Joshua trees (a species of yucca) stand widely apart as far as the eye can see. They look endearing as they lift their sturdy branches (pompons of spiny prickles for leaves) in welcome or startle. (Posing for photos it was always temping to lift our arms and bend our hands in imitation.)
In a cold wind but bright sun, we began a hike to an old mine. We tried to follow a sandy trail, sometimes marked and sometimes hidden, through scrubby low-growing pinyon and juniper. Flat at first, the route climbed steeply up a rocky hill to a plateau.
Thanks to watching another party who knew the route, we found the easy-to-miss mineshaft and miner’s shack. Built into a boulder pile, the shelter has a glass window (with most panes intact), a fireplace and cook stove (mortared rocks for chimneys), a natural bed-shaped alcove, and an insert of shingled roof made from flattened cans. Packing-box shelves held rusty tin cans.
We sat outside to eat lunch looking off toward more park in the distance, and talked about what it would be like to spend the night in that cabin – wondering if it would be warm from the fires.

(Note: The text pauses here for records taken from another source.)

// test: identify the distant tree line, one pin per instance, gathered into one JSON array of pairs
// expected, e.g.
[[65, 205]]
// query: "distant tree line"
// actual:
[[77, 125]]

Sunday morning we hiked up Ryan Mountain, hoods raised against the cold wind – 1000 feet of elevation gain but with a well-worn path including many steps cut from rock. At the top – 5000 feet up – we could see in all directions – but found a sheltered spot lower down for lunch.
I loved seeing a brand new landscape – and two tarantulas, pink pincushion cactus, car-sized boulders balanced precariously on others, and shrubby blooming plants growing impossibly from cracks in a rock face. But best of all, I loved being together – from oatmeal in the morning to sitting by the fire at night, stars overhead, and plenty of laughing at parental foibles.
It feels really lucky to have been on the edge of the young people’s lives for a few days – and then do something different, together, on the weekend.